"The fact is any cleric--Catholic or Protestant--who molests a child to satisfy his own dark urges should be immediately dismissed and severely punished. Period. However, church leaders have gone blind to their responsibilities."
Jerry Falwell directed these remarks, published in 2002 by Baptist Press, mainly at Catholics, but Southern Baptists need to take a look at themselves.
Particularly in light of the Foley scandal, this would be an opportune time for the Southern Baptist Convention to get its own house in order and to institute accountability procedures for protecting kids against clergy predators. After all, as a group of religious leaders recently wrote in an open letter to House Speaker Dennis Hastert, "protecting children is a biblical responsibility."
Not long ago, 18 church and denominational leaders were informed of a substantiated report that a Southern Baptist minister had sexually abused a minor church girl, and yet the man was allowed to remain in ministry. These leaders were in four different states and at national headquarters.
Whatever the reasons--whether they were trying to avoid scandal or protect a colleague’s career--those leaders were "blind to their responsibilities."

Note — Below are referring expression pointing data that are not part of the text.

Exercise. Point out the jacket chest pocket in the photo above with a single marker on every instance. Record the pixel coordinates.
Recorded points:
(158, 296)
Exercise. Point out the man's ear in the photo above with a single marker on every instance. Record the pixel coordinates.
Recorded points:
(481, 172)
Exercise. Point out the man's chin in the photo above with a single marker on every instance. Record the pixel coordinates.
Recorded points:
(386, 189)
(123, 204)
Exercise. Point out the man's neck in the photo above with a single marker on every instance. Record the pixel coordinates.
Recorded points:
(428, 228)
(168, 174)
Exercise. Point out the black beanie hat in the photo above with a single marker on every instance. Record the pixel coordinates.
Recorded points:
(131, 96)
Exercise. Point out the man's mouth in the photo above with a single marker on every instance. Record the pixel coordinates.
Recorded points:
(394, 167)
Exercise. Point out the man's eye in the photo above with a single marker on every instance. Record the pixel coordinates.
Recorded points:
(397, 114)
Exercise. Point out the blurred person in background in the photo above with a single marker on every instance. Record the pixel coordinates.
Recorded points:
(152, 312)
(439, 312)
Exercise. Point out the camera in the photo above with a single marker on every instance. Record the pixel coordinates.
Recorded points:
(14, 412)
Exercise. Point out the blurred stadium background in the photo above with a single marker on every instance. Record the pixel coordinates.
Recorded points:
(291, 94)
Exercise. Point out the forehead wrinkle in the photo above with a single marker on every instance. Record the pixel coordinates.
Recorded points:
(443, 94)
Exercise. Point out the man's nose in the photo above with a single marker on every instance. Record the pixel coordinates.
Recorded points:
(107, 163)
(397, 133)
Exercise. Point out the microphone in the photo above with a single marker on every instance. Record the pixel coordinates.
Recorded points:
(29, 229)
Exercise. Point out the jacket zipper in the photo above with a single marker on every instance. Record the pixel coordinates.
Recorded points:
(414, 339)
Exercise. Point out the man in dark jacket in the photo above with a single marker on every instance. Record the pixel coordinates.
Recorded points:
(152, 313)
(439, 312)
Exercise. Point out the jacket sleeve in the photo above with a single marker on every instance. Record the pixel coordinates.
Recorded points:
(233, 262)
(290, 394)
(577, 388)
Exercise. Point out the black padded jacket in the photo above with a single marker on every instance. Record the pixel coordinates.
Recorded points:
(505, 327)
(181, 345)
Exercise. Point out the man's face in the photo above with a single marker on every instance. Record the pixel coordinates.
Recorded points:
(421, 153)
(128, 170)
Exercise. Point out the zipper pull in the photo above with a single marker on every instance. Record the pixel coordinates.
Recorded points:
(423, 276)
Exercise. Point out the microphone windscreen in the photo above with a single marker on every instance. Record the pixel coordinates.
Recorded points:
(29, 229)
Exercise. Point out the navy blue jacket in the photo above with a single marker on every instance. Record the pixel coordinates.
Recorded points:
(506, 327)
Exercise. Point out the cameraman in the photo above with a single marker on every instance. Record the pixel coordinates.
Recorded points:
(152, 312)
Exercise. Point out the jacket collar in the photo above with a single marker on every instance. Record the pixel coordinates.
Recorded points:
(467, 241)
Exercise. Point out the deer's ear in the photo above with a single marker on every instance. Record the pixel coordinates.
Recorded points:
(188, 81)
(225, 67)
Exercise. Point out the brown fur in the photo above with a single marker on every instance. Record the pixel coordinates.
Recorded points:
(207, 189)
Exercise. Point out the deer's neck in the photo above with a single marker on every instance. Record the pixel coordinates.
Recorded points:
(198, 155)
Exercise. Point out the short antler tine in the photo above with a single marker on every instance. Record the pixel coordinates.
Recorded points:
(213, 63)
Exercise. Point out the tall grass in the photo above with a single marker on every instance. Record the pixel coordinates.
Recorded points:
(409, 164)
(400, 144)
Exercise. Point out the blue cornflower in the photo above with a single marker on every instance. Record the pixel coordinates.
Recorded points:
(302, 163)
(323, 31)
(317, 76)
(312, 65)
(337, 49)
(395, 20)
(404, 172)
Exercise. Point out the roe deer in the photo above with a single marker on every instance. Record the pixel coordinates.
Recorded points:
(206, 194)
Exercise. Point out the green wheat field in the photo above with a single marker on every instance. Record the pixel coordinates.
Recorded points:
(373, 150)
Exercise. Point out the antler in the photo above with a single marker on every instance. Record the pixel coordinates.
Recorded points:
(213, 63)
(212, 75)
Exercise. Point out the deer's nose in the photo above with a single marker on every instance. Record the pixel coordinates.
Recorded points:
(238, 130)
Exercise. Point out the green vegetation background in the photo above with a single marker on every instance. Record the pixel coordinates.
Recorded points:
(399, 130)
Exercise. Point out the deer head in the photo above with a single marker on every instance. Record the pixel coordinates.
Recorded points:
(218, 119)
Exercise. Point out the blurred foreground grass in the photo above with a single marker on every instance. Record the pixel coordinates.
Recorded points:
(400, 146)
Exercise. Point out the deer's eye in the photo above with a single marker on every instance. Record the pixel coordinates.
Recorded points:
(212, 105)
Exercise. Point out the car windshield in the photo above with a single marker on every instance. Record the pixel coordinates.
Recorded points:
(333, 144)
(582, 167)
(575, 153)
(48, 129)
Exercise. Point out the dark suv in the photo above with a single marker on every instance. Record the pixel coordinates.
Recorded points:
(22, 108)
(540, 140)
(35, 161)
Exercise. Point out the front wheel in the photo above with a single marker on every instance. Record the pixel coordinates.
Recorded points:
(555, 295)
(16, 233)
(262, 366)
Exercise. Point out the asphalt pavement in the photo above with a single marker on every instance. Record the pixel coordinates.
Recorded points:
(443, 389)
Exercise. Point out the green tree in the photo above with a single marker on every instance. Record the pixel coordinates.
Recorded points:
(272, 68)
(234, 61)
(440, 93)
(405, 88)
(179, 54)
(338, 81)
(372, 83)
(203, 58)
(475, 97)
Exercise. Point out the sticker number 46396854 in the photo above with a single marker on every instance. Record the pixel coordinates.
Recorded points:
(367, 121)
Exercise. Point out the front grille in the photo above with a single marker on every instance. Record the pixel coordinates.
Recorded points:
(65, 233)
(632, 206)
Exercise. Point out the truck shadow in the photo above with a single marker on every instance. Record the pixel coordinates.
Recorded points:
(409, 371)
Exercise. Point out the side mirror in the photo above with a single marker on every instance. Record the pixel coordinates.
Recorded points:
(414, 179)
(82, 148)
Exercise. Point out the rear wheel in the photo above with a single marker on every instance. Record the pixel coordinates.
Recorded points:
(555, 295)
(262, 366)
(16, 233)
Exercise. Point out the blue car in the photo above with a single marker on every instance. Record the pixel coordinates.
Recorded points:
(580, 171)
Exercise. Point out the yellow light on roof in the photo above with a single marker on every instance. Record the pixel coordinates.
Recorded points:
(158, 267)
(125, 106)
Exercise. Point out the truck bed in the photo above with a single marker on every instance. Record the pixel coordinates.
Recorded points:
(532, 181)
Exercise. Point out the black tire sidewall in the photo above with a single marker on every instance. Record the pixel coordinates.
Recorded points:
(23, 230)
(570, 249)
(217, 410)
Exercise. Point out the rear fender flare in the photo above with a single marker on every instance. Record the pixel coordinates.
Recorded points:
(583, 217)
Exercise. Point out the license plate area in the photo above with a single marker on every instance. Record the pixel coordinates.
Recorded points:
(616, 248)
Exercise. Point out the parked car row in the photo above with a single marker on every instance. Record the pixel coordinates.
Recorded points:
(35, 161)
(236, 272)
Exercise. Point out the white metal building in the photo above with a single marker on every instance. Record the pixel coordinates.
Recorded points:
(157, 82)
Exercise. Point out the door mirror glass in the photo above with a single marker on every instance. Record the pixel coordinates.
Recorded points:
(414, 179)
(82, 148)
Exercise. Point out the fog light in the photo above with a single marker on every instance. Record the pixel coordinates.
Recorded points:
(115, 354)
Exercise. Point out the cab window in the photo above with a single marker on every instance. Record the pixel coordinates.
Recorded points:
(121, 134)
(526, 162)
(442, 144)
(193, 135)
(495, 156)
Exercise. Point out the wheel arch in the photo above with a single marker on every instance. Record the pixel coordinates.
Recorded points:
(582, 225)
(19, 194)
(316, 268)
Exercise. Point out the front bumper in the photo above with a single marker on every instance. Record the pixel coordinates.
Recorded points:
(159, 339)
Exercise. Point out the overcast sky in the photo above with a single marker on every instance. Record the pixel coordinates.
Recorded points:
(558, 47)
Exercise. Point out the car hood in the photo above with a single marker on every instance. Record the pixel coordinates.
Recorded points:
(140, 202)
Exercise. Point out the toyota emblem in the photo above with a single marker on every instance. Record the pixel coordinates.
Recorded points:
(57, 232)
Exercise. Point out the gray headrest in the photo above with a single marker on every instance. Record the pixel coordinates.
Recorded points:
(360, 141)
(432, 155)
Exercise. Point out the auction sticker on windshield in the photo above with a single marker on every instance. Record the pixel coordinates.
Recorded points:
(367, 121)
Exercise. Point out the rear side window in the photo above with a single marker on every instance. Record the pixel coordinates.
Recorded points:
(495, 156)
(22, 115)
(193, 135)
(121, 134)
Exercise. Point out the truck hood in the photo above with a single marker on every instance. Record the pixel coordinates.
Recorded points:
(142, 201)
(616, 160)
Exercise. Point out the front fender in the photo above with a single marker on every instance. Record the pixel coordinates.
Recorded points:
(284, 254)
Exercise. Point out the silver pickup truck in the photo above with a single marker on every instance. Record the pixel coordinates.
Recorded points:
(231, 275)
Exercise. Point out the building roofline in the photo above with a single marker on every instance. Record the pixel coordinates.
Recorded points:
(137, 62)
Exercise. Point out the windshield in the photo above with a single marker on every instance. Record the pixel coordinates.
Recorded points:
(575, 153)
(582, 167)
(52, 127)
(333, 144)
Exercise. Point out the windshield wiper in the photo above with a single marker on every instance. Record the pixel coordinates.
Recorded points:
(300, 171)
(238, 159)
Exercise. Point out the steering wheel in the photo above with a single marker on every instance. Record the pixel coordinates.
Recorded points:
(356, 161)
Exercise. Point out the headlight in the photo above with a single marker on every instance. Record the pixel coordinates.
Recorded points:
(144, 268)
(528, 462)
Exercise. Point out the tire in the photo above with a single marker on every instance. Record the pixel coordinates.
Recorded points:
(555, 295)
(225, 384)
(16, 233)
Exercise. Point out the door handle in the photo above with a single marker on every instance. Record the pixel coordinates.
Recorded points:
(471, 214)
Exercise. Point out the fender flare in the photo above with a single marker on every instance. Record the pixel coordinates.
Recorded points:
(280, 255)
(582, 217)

Baptist scholars report that clergy sex abuse is as prevalent among Baptists as among Catholics. Yet this denomination has no procedures for tracking abusive clergy across state lines, for removing them from ministry, or for informing people in the pews.
The betrayal of trust is simply beyond reprehensible. As is the hypocrisy. These are the "family values" people and yet they're unwilling to police their ranks.